Benefits and trade-offs

The Early Return pattern provides immediate client feedback via Update-with-Start in a single round trip. Clients do not wait for full operation completion. Local Activities avoid extra server roundtrips during initialization, and there is a clear separation between validation and execution phases. Automatic cancellation handling runs on initialization failure.

The trade-offs to consider are that you must tune timeouts carefully for local Activities. There is a concurrent Update limit (10 per Workflow) that can bottleneck high-throughput scenarios requiring multiple simultaneous Updates. Clients must handle asynchronous completion separately, and initialization must complete within a single Workflow Task. The pattern is limited to operations that you can split into fast and slow phases.

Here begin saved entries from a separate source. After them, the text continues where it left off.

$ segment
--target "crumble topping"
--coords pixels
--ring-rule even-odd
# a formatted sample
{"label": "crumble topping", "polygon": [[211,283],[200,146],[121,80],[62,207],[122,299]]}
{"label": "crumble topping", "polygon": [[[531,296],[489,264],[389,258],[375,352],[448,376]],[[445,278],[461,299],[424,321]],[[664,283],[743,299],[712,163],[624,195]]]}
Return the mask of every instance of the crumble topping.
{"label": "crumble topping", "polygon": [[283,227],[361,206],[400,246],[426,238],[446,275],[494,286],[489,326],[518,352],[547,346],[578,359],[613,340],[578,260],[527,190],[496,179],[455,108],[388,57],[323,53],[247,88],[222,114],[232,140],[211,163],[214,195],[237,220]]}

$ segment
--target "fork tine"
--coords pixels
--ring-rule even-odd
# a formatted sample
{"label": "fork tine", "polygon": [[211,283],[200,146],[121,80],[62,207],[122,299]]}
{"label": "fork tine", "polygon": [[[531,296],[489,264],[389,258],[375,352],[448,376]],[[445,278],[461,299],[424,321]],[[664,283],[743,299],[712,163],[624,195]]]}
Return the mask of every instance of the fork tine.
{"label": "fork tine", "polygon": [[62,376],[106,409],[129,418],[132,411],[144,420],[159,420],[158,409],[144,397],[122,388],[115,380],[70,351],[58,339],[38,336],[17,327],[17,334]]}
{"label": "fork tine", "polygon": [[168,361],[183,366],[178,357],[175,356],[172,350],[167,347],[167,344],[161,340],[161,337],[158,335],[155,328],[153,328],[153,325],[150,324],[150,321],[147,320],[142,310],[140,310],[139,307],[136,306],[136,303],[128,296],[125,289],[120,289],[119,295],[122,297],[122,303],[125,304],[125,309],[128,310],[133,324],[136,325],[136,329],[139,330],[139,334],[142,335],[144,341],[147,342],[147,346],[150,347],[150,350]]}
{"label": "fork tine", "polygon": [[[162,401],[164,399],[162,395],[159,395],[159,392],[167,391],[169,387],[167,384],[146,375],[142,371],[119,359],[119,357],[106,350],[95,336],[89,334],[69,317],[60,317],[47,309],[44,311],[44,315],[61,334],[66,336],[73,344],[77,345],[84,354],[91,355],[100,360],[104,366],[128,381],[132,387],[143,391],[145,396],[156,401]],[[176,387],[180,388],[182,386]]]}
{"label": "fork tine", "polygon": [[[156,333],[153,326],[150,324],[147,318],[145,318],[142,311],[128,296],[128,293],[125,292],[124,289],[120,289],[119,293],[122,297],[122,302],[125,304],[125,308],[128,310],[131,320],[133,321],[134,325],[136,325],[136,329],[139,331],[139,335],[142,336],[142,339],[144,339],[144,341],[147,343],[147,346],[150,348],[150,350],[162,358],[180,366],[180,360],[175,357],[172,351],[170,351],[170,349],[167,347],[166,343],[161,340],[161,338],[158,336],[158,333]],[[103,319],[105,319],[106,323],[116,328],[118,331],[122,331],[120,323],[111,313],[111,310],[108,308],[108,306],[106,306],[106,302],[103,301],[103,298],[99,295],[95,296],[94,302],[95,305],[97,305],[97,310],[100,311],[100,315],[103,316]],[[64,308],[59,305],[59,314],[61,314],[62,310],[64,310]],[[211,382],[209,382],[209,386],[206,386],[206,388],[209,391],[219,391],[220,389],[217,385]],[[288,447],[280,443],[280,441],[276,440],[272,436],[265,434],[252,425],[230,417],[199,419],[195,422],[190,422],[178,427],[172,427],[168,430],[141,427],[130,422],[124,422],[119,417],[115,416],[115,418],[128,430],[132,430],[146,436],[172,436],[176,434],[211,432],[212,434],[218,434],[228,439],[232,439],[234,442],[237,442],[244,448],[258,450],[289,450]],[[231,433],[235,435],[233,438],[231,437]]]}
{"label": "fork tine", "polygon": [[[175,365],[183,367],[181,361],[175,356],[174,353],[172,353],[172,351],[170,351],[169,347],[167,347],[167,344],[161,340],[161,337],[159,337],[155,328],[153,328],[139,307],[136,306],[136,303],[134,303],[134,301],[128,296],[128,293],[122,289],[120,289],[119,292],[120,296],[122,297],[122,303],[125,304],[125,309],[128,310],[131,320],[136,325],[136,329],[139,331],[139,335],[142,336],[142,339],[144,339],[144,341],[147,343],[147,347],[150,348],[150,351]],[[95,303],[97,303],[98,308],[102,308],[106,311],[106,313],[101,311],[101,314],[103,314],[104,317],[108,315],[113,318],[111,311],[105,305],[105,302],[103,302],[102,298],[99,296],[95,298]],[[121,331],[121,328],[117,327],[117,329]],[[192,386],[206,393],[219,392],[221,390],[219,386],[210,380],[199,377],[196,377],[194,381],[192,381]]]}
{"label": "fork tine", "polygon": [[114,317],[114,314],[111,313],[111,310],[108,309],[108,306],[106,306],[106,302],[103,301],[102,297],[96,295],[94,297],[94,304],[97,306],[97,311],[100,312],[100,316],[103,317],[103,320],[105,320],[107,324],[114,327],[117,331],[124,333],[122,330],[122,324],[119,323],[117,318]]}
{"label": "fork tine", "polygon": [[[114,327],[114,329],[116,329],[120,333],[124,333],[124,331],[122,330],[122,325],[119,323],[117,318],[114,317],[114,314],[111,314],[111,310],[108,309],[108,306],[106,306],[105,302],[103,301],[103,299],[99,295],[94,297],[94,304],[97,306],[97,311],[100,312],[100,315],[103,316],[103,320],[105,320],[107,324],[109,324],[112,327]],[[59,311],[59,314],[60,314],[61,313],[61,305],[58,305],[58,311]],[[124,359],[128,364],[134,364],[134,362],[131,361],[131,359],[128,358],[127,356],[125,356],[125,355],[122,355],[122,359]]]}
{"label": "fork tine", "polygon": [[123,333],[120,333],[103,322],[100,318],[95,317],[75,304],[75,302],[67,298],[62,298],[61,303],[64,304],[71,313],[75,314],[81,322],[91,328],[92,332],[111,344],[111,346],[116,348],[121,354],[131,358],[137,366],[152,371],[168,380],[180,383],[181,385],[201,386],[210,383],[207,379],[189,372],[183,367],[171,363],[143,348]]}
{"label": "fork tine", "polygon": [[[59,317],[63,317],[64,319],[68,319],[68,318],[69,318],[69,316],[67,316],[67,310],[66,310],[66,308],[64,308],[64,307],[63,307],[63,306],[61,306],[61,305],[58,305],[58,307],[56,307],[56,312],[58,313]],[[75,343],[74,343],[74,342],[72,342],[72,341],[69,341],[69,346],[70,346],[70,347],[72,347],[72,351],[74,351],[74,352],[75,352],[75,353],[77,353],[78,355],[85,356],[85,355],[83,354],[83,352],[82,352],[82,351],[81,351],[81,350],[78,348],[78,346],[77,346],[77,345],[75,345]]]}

Comparison with alternatives

Approach	Immediate response	Consistency	Complexity	Use case
Early Return (Update-with-Start)	Yes (typed)	Strong	Medium	Synchronous init + async completion
Signal + Query polling	Yes (eventual)	Eventual	High	Fire-and-forget with status checks
Child Workflow split	Yes (Workflow ID)	Strong	High	Separate init and completion Workflows
Blocking until completion	Yes (final)	Strong	Low	Short operations only

Best practices

• Set WorkflowIdConflictPolicy to FAIL. For early return, use FAIL to assert a new Workflow is created per request. Use USE_EXISTING only for lazy initialization patterns.
• Use Workflow.await in the Update handler. Keep the Update handler lightweight — block on a condition flag (workflow.Await in Go, Workflow.await in Java, condition in TypeScript, workflow.wait_condition in Python) and let the main Workflow method do the real work.
• Use local Activities for initialization. Local Activities avoid extra server roundtrips, keeping the synchronous phase fast (under 5 seconds).
• Handle Update-with-Start non-atomicity. Update-with-Start is not atomic. The Workflow may start even if the Update fails. Ensure Workers are running and handle the case where the Update is not delivered.
• Set a timeout on the Update result. Use a timeout when waiting for the Update result to avoid blocking the client indefinitely if the Worker is unavailable.
• Be aware of the concurrent Update limit. The default maxInFlightUpdates is 10 per Workflow. If you expect high concurrency, design accordingly or use separate Workflows.
• Provide a unique Update ID. Use a unique Update ID for idempotency so retried requests attach to the same Update rather than creating duplicates.
• Avoid Workflow timeouts. Do not set Workflow Execution timeouts when using early return, as the background phase may take longer than expected.

Common pitfalls

• Assuming Update-with-Start is atomic. Unlike Signal-with-Start, Update-with-Start is not atomic. The Workflow may start even if the Update fails (for example, if no Worker is available). Handle this by checking Workflow state after the call.
• Missing WorkflowIdConflictPolicy. Update-with-Start requires a WorkflowIdConflictPolicy. Omitting it causes an error. Use FAIL for early return (one Workflow per request) or USE_EXISTING for lazy initialization.
• Blocking too long in the Update handler. The Update handler should return quickly. Perform long-running work in the main Workflow method and use Workflow.await in the Update handler to wait for a result.
• Swallowing the ContinueAsNew exception. In TypeScript, continueAsNew throws a special exception. Catching it in a try-catch without re-throwing (or returning in a finally block) silently prevents Continue-As-New.

Related patterns

• Saga Pattern: You can combine this with the Saga pattern to add compensation for failed completions.
• Signal with Start: For fire-and-forget operations that do not need an immediate response.
• Request-Response via Updates: For synchronous state modifications on already-running Workflows.

Sample code

• Python Sample — Early return with Update-with-Start.
• Go Sample — Early return with Update-with-Start.
• TypeScript Sample — Early return with local Activities.
• Java Sample — Early return with Update handler.